В конечном счете чувствование в сговоре с разумением и знанием порождает феномен сознания на системном уровне из инфраструктуры нервной системы и тела: наши перцептивные ощущения — зрение, осязание, слух, обоняние, вкус — отображают внешний мир в умственных образах; а чувства отображают внутренний мир, представляя в сознании состояния тела — те бушующие внутренние миры, в которых обретается или утрачивается всякое чувство благополучия. Из этого чувства собственности себя возникает феномен сознания — функции, которая делает возможными новые ответные реакции, которые мы называем адаптацией или искусством.

Дамасио пишет:

«Сознание собирает воедино частицы разумности, которые раскрывают, в силу своего совместного присутствия, тайну принадлежности. Они говорят мне — или вам — иногда на тонком языке чувств, иногда в обычных образах или даже в словах, переведенных для данного случая, что да, вот те на, это я — или вы — думаю эти мысли, вижу эти достопримечательности, слышу эти звуки и чувствую эти чувства. «Я» и «ты» идентифицируются умственными составляющими и телесными составляющими.»

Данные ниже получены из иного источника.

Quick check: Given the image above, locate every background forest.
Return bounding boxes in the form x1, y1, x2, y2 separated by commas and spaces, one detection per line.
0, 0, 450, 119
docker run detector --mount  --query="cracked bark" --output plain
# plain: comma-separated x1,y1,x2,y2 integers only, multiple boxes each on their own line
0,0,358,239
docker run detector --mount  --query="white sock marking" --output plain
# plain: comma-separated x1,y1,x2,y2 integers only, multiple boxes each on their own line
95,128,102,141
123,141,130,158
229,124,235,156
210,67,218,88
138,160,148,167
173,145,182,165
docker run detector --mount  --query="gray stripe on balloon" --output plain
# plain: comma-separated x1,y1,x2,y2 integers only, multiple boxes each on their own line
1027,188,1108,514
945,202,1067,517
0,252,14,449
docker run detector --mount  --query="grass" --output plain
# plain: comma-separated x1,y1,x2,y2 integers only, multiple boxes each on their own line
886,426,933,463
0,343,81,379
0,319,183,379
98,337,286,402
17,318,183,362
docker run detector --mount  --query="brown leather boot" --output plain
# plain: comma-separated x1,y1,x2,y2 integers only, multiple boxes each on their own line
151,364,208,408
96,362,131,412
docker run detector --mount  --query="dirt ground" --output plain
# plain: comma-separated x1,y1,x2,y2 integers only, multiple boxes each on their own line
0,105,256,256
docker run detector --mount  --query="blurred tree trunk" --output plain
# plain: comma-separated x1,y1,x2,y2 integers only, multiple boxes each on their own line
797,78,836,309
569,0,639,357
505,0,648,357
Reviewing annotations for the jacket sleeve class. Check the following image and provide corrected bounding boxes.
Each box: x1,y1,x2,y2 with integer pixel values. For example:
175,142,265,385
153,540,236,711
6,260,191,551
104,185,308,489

Иллюстрация Оливье Таллека из книги «Большой волк и маленький волк» Надин Брюн-Косме

Самые важные из этих кусочков разумности проявляются в виде умственных образов, формирующихся в психофизическом (mind-body) взаимодействии:

«Выверните разум наизнанку и выплесните его содержимое. Что обнаружится? Образы и еще больше образов, различных образов, создаваемых такими сложными существами, как мы, и умудряющихся производить и совмещать их в текущий вперед поток. Тот самый «поток», который увековечил Уильям Джеймс и сделал известным слово «сознание», потому что эти два слова так часто объединялись в словосочетание «поток сознания». Но… поток… попросту соткан из образов, почти бесшовный поток которых и составляет разум.

[…]

Когда мы связываем и совмещаем образы в нашем сознании и трансформируем их в творческом воображении, мы создаем новые образы, которые выражают как конкретные, так и абстрактные идеи; мы производим символы; и мы закрепляем в памяти значительную часть всех образных произведений. По мере того как мы это делаем, мы расширяем архив, из которого в будущем будем черпать изобилие умственного содержания.»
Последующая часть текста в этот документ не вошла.